For a while, the only place that will feel like home is the place where there is the most hikers. Go there. Be with them. Eventually, you will all find your “new Katahdin”—your new goal, new purpose—and you will support each other as your pursue those dreams. But for that brief time, cling to each other.
Let People In
I know I just said cling to your tramily, but also learn how to let others in. I spent far too much time trying to hide my depression when I got home. I put on a brave face and stoically cruised Craigslist for jobs and kept conversation in the safe zone of immediate plans and career goals.
I didn’t talk about the end of my hike or the end of my trail relationship.

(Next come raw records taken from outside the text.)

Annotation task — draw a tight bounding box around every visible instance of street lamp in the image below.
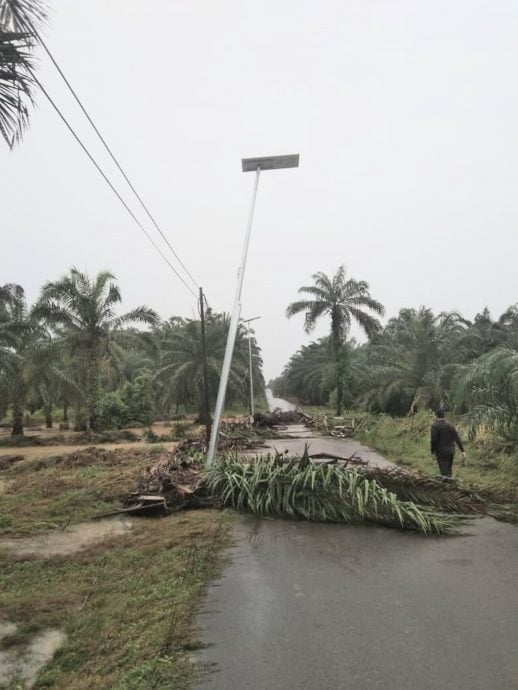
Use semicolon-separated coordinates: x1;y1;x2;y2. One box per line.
207;153;299;465
241;316;261;417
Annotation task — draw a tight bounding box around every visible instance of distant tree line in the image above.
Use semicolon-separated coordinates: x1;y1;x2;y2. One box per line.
271;267;518;438
0;268;264;435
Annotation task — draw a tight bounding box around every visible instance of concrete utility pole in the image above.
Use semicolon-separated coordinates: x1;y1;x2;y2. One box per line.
207;153;299;465
241;316;261;417
200;288;211;444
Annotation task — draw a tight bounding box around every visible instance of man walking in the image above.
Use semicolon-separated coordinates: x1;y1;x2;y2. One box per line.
430;409;464;477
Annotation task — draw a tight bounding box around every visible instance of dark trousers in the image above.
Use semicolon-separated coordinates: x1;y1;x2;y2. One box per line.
437;453;453;477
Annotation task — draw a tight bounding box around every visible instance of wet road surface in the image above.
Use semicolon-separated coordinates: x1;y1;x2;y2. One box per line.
198;396;518;690
199;518;518;690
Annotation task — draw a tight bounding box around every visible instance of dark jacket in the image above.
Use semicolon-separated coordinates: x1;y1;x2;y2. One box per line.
430;419;464;456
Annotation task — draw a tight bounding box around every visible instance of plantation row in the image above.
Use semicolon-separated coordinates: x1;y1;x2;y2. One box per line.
0;269;264;435
270;267;518;438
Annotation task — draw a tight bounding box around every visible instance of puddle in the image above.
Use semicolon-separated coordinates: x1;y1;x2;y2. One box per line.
0;518;132;558
0;479;13;496
0;623;65;688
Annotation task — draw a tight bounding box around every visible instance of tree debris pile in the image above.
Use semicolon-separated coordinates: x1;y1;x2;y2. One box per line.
253;408;311;428
121;453;221;515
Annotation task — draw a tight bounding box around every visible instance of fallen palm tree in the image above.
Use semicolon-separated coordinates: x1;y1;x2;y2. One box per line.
116;441;474;535
204;455;463;535
359;465;487;514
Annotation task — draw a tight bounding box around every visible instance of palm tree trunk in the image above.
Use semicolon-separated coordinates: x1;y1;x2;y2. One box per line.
331;319;345;417
11;398;23;436
62;399;70;429
86;347;101;431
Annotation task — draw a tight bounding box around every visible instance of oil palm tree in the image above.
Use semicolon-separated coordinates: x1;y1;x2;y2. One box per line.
154;312;264;424
363;307;469;414
286;266;385;415
0;0;45;148
35;268;158;430
0;284;58;436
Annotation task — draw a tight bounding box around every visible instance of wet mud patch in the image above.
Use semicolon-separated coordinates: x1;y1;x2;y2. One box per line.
0;622;66;688
0;518;132;558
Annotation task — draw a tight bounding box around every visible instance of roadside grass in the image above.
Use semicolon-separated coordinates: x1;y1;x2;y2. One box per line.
0;445;169;536
0;449;232;690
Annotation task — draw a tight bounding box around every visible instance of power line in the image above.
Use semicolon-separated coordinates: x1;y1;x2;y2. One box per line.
29;68;198;299
32;25;199;288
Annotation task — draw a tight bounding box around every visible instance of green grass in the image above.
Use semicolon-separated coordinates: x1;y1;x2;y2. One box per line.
0;444;231;690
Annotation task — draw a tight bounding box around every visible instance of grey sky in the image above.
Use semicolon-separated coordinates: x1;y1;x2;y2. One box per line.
0;0;518;378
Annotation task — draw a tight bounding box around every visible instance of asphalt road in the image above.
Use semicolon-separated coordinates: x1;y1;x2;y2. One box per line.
199;518;518;690
199;394;518;690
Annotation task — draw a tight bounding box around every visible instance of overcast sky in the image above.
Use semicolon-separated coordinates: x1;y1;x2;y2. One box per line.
0;0;518;378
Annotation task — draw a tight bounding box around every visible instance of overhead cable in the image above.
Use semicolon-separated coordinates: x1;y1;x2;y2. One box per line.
29;69;198;299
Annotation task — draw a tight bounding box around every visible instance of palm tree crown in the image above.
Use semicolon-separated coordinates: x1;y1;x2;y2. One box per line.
286;266;385;415
35;268;158;429
0;0;45;148
286;266;385;345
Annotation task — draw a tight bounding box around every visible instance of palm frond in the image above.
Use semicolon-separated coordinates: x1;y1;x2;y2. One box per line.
205;456;461;535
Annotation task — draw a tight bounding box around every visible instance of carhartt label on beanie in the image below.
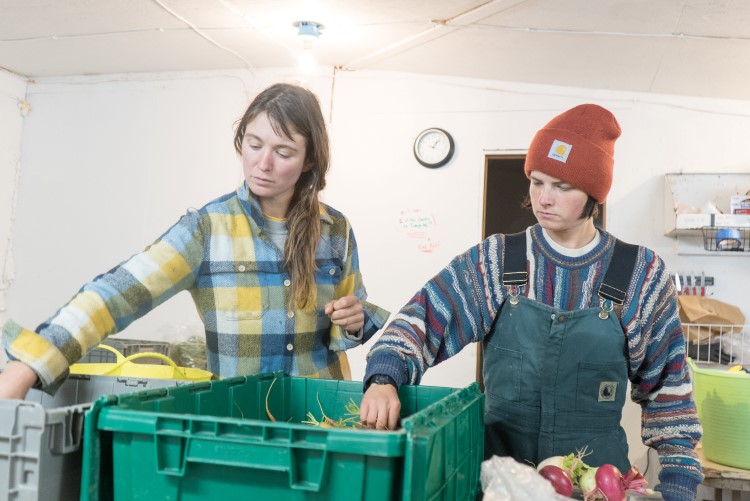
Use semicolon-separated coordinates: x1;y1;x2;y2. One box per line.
524;104;621;203
547;139;573;163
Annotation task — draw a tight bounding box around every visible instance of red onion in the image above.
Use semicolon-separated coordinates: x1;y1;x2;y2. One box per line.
595;464;627;501
539;465;573;497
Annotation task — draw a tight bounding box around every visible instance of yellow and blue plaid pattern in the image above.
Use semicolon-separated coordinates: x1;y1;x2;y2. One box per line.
3;184;389;392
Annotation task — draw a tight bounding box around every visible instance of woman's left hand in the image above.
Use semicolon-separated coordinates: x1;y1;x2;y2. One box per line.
325;296;365;332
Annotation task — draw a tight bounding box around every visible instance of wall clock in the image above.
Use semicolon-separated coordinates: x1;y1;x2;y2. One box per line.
414;127;455;169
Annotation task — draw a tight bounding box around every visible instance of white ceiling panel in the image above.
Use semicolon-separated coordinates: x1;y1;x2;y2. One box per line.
0;0;750;99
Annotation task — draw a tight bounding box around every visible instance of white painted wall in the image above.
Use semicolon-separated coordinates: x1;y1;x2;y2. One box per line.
0;70;750;488
0;69;27;362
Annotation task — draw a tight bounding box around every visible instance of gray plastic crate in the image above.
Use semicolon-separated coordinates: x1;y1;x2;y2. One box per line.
0;375;188;501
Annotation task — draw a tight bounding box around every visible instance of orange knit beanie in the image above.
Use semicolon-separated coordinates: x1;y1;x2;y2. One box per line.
524;104;620;203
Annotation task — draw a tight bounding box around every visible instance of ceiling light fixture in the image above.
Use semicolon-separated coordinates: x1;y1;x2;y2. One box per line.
292;21;324;73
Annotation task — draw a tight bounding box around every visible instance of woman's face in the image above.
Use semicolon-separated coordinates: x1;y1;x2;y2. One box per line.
529;171;589;233
242;113;310;218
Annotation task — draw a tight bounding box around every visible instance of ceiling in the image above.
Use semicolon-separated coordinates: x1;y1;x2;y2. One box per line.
0;0;750;100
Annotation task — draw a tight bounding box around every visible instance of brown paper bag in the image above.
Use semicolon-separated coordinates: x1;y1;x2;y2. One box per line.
677;296;745;343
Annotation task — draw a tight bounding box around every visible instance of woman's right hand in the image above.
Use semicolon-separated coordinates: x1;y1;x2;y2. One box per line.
0;361;37;400
359;384;401;430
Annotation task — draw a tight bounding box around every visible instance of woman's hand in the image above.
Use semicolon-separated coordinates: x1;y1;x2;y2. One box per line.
0;361;37;400
325;296;365;333
359;384;401;430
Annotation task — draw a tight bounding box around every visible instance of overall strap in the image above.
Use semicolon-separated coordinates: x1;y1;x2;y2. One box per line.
503;231;529;286
599;239;638;305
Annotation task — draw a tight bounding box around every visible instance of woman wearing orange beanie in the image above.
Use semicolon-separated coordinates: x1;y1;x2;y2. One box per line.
361;104;702;501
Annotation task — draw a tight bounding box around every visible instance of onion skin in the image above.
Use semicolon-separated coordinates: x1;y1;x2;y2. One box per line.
578;468;599;500
539;464;573;497
536;456;565;471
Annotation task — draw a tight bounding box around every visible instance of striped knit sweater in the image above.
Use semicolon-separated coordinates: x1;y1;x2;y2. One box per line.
365;225;703;501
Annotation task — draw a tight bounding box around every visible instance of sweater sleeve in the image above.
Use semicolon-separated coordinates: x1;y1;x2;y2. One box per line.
3;211;203;393
622;249;703;501
365;235;503;385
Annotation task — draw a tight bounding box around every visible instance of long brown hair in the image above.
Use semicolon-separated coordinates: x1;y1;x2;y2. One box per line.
234;83;330;308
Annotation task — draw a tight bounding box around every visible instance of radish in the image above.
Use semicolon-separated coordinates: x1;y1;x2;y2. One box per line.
539;464;573;497
578;464;627;501
536;447;588;485
596;464;627;501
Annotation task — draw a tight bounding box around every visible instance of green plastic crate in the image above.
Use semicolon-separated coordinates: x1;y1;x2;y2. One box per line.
81;373;484;501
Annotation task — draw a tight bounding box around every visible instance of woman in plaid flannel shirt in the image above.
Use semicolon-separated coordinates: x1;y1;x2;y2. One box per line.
0;84;388;398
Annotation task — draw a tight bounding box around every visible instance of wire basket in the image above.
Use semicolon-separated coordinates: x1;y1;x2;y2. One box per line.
701;226;750;252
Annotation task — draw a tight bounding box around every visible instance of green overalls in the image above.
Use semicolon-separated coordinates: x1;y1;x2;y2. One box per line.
483;233;637;473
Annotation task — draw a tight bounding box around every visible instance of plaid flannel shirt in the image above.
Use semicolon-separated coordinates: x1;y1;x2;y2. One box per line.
3;184;389;393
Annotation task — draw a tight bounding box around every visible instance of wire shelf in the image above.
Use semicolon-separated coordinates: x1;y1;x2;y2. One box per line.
682;323;750;368
701;226;750;252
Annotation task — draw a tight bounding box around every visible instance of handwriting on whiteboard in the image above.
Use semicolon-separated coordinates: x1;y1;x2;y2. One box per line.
398;209;440;253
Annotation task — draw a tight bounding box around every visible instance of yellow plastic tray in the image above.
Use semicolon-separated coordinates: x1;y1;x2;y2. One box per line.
70;344;213;382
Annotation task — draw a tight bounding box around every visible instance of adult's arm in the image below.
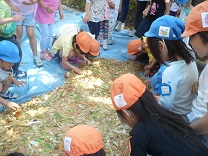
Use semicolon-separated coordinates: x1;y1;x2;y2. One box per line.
191;114;208;135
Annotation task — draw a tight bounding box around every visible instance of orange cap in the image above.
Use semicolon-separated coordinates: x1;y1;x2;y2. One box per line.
76;31;91;53
89;38;100;56
111;74;146;110
128;39;142;55
181;1;208;37
64;125;103;156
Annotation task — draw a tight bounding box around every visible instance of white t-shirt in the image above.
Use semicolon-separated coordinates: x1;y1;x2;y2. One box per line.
187;65;208;123
158;60;198;119
170;2;181;12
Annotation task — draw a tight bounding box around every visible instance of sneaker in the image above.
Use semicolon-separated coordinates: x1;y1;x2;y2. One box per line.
0;90;19;99
129;29;136;37
115;21;125;31
102;40;108;50
40;51;53;61
14;70;27;79
108;37;113;45
33;56;43;67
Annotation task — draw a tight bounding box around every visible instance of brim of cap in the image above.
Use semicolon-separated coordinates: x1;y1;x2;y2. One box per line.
128;51;139;55
80;46;90;53
89;51;100;56
144;31;155;37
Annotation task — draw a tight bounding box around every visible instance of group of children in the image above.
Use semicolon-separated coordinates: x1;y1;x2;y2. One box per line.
0;0;208;156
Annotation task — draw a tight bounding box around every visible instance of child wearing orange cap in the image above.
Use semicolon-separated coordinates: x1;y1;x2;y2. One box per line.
182;1;208;146
52;31;92;74
145;15;198;122
111;74;208;156
64;125;105;156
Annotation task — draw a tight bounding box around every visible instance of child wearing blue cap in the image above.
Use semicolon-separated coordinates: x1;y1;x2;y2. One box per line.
0;0;27;78
145;15;198;122
135;0;170;38
182;1;208;147
0;40;25;111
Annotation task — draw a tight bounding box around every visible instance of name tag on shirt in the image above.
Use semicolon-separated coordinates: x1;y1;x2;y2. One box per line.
158;83;172;96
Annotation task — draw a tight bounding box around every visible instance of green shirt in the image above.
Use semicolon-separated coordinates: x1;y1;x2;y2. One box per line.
0;0;16;38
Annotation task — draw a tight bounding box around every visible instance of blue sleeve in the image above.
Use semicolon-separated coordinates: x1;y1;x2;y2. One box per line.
158;70;182;110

I didn’t talk about the friends that were so far away that I felt like a piece of me was missing. I didn’t talk about the fact that I felt broken, weird, like I no longer fit in the world. As a result, I felt crushed by the weight of my sadness. My family is wonderfully supportive, and I bet yours is, too. Trust them. Let them in. Ask someone to help you carry your burden until you find a place to land and you can shuck it off, once and for all.
Don’t let yourself slide back into 60 hour work weeks and days of florescent lighting. Plan your next long hike. Find local parks to romp in. Explore your state parks. Take one- and two-night backpacking trips close to home. I admit this took me a while to get right. I had this notion that hiking was all go big or go home from here on out. I am thru hiker, hear me roar and all that. What I was missing was the beauty in being a day hiker. So, just get outside and get dirty. I promise you will feel better.
In light of recent tragedies, I don’t feel like I can in good conscience end this post on a lighthearted “oh, everything will be fine!” note. Sometimes things are not fine. Sometimes you cannot avoid or pull yourself out of the pit of depression once you have fallen into it. Please, know when to get help. Don’t let yourself struggle with depression—on the trail or off—for so long without help that you feel like giving up the hope of ever feeling normal again.
The hiking community is a unique and tightly knit bunch. We are here to support you and your hike—before and after. There are many other people who have gone through this struggle, or one like it, before you. Talk to them, to us.